Stice et al. (2013), avaliou o efeito de um milk-shake de chocolate equicalórico com alto teor de gordura ou de açúcar na ativação dessas regiões. Os autores detectaram que o aumento do açúcar causou maior atividade nas regiões gustativas e o aumento da gordura não afetou essa ativação. Estes resultados sugerem que o açúcar aciona de maneira mais eficaz as regiões recompensadoras e gustativas.

No pioneiro trabalho de Di Tomaso et al. (1996), os autores encontraram um grupo de constituinte farmacológico presente no chocolate que possui como principal alvo o sistema canabinóide endógeno no cérebro, chamado anandamida. Trata-se de um lipídeo cerebral que se liga aos receptores canabinóides com alta afinidade e confere os mesmos efeitos psicoativos das drogas canabinóides derivadas de plantas, traduzindo, o mesmo efeito da cannabis sativa. Os autores consideram que o chocolate, por ser rico em gordura, pode conter lipídeos química e farmacologicamente relacionados a anandamida. A mesma é encontrada tanto no chocolate amargo quanto ao leite. Esse poderia ser um mecanismo de explicação para os efeitos pronunciados obtidos no uso do chocolate. Além disso, quanto maior o teor de cacau, maior o teor do aminoácido tirosina, precursor da dopamina, neurotransmissor diretamente envolvido nas sensações prazer.

Como demonstrado, a literatura não possui um consenso sobre os mecanismos e efeitos exatos do uso de chocolate na modulação do humor e situações de estresse. Em relação ao tabagismo, resultados recentes do nosso grupo (Gomes et al. 2020), demonstraram uma redução significativa da fissura e da chance de recaída nos voluntários que consumiram 40g/dia de chocolate amargo 70% cacau, diariamente por quatro semanas, quando comparado aos demais grupos de intervenção.
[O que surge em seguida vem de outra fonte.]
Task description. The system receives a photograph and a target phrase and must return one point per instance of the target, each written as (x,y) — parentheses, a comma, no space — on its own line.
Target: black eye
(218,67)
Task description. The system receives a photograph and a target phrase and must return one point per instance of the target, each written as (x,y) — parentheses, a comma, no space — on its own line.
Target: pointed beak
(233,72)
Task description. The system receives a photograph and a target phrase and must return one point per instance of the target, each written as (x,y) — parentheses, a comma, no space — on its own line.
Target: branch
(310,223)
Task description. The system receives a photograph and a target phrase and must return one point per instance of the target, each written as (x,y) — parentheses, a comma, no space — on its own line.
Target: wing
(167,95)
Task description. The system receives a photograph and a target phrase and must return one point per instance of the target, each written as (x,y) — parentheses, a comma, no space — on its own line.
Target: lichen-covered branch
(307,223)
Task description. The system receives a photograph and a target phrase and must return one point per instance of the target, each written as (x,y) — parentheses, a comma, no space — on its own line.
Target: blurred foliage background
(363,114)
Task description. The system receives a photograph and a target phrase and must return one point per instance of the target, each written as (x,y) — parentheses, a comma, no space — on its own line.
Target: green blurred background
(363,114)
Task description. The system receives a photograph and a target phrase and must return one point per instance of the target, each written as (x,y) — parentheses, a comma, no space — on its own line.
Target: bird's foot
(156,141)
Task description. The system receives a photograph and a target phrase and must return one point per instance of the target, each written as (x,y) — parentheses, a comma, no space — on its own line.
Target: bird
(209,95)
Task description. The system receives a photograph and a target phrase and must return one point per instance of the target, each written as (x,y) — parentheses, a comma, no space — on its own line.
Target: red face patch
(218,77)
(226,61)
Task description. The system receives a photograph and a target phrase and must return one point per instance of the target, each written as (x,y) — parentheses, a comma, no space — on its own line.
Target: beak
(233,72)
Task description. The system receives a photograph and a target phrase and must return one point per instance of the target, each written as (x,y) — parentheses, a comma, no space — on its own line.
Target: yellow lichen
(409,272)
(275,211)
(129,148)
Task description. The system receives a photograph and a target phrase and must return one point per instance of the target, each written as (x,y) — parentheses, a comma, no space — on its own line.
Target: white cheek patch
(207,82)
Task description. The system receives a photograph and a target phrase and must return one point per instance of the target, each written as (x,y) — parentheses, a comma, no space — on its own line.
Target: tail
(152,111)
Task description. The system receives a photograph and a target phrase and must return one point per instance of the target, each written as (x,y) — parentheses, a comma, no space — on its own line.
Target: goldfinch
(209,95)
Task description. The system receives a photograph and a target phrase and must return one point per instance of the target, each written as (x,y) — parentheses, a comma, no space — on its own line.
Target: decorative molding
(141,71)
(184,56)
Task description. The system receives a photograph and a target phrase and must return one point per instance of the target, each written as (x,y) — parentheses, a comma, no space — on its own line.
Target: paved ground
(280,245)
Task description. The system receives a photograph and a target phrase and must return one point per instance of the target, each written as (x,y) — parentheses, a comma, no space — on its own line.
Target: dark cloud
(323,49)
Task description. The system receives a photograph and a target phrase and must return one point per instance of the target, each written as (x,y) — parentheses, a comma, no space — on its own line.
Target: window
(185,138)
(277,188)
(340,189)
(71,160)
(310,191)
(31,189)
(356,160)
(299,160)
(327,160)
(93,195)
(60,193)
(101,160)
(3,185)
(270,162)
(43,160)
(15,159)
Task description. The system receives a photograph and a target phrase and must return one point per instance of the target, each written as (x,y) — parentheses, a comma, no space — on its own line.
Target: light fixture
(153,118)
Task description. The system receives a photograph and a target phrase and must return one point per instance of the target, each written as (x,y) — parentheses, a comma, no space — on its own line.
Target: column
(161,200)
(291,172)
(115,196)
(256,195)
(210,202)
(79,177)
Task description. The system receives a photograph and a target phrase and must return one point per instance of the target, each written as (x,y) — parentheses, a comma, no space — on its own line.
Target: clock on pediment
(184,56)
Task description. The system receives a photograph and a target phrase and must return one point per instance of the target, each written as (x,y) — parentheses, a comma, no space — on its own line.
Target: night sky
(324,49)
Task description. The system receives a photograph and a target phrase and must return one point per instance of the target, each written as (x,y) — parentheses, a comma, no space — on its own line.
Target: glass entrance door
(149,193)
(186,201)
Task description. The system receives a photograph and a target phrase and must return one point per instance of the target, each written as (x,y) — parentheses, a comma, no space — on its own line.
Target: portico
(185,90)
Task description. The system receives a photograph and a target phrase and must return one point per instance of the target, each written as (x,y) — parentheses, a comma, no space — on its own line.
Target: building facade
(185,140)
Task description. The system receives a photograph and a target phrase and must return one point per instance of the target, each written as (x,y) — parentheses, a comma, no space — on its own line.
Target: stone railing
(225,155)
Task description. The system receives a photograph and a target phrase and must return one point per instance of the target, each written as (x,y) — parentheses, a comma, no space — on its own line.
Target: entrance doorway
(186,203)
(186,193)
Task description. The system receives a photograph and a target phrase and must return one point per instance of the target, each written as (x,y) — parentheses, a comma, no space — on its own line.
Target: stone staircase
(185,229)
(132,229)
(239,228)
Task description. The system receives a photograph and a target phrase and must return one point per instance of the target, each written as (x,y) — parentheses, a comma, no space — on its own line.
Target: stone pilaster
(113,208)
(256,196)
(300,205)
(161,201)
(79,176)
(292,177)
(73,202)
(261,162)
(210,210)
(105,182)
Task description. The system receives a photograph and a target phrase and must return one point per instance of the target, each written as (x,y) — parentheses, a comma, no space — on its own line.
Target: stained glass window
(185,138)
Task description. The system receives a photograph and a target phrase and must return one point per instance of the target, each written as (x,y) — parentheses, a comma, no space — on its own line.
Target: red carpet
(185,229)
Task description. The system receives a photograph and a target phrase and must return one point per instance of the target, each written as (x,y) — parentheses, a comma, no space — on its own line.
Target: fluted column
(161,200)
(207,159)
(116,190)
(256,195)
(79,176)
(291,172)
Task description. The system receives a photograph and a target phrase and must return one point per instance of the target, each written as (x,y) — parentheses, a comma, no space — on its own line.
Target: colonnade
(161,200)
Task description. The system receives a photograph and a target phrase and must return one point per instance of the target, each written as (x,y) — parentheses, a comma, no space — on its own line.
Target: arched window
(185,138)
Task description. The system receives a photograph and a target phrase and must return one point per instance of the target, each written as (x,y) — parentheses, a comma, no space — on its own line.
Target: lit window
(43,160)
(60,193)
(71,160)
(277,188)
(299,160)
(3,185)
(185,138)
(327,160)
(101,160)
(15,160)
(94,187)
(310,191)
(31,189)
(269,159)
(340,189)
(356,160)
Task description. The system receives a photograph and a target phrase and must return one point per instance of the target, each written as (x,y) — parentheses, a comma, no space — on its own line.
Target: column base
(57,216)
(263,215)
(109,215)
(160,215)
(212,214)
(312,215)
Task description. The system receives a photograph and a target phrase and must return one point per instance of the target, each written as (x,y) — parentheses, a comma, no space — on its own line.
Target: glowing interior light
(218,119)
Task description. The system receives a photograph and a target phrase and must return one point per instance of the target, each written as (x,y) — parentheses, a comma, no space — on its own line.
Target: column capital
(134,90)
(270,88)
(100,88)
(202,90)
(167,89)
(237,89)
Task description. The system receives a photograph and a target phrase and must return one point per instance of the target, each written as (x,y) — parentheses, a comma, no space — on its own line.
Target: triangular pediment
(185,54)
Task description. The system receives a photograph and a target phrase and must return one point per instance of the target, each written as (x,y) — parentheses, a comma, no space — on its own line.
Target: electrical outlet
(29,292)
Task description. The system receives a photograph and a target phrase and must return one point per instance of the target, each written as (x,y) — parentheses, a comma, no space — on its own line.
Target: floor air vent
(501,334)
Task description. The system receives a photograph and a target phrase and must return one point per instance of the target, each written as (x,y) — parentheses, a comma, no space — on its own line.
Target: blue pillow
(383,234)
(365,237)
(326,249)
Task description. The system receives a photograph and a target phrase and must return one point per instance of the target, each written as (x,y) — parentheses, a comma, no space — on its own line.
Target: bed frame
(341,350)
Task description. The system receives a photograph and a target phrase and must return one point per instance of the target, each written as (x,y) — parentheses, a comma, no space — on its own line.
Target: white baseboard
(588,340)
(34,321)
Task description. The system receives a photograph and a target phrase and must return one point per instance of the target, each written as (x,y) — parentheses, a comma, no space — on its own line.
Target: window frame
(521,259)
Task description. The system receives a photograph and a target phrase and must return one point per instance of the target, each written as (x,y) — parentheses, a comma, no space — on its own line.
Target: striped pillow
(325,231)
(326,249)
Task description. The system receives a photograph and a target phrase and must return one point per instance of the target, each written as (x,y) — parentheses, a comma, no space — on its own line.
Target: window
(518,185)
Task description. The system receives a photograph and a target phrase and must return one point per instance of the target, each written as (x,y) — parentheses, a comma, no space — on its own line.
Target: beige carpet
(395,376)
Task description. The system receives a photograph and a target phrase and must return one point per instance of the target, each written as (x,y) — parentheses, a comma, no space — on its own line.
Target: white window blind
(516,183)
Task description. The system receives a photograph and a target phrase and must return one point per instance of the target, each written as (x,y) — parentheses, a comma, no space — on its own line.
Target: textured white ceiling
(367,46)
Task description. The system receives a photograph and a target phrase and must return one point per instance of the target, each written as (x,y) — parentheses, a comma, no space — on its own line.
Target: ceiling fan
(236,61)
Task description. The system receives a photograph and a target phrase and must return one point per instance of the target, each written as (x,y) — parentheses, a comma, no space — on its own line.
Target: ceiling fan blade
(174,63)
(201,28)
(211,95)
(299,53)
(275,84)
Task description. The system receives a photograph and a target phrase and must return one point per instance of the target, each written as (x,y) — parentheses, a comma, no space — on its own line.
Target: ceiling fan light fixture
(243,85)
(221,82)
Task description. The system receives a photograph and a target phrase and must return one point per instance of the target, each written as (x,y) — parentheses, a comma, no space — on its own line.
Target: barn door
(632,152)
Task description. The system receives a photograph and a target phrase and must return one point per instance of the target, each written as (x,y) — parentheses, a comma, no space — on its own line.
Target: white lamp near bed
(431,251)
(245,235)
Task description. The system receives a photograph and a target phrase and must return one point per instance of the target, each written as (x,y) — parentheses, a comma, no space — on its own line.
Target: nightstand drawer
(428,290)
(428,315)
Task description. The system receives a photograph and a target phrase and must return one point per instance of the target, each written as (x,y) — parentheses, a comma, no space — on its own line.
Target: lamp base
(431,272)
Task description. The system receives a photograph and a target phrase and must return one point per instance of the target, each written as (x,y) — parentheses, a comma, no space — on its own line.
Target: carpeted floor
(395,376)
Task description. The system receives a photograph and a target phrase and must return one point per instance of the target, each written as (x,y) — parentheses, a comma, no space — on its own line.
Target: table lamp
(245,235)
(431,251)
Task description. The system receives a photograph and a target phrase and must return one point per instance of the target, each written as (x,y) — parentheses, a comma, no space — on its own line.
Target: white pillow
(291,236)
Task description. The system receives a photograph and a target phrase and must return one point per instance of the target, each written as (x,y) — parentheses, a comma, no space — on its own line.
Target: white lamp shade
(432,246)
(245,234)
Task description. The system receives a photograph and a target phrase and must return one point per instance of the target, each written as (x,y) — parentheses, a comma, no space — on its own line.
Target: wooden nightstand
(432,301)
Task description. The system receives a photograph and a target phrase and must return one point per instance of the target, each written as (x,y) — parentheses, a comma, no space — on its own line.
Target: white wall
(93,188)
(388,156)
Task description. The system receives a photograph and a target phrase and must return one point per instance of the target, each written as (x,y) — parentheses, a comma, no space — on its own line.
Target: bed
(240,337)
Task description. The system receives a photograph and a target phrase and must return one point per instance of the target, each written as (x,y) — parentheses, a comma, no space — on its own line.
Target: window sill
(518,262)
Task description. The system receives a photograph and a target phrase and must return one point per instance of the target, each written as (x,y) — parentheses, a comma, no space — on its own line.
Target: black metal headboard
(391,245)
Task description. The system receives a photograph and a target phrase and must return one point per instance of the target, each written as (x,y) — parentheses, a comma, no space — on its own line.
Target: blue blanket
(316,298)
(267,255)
Este grupo não ganhou peso corporal com o consumo diário deste chocolate, que acrescentou cera de 140kcal/dia na sua alimentação, além de ter recebido os possíveis benefícios anti-inflamatórios dos polifenóis presentes no chocolate.  Essa evidência é de extrema importância para a população estudada, pois trata-se de indivíduos com mais de um fator de risco cardiovascular. Assim, a redução da fissura e do estresse pelo cigarro pode contribuir para aumentar as taxas de abstinência.

Algumas medidas não medicamentosas, oferecidas através da Nutrição e do consumo de alimentos em momentos e quantidades específicas, podem ser excelentes aliadas no processo de cessação tabágica, auxiliando equipes que trabalham com grupos de tratamento para cessação do tabagismo nas Unidade de Atenção Primária a Saúde do SUS, em clínicas particulares ou nos atendimentos individuais. Para isso, é sempre bom buscar a parceria de um profissional  nutricionista nesse momento tão desafiador!

 

Referências

 

DI TOMASO, E; BELTRAMO, M; PIOMELLI, D. Brain cannabinoids in chocolate. Nature, v. 382, 1996.

 

SCHOLEY, A; OWEN, L. Effects of chocolate on cognitive function and mood: a systematic review. Nutrition Reviews, v. 10, n. 1, p. 665-681, 2013.

 

STICE, E; BURGUER, K; YOKUM, S. Relative ability of fat and sugar tastes to activate reward, gustatory, and somatosensory regions. American Journal of Clinical Nutrition, v.98, p.1377-1384, 2013.

 

GOMES et al. 2020. Efeito do consumo de um mix de frutas secas e oleaginosas e do chocolate amargo (70% cacau), na modulação da fissura em tabagistas em tratamento para a abstinência. Tese de doutorado em Ciências Biomédicas – Universidade Federal Fluminense – UFF.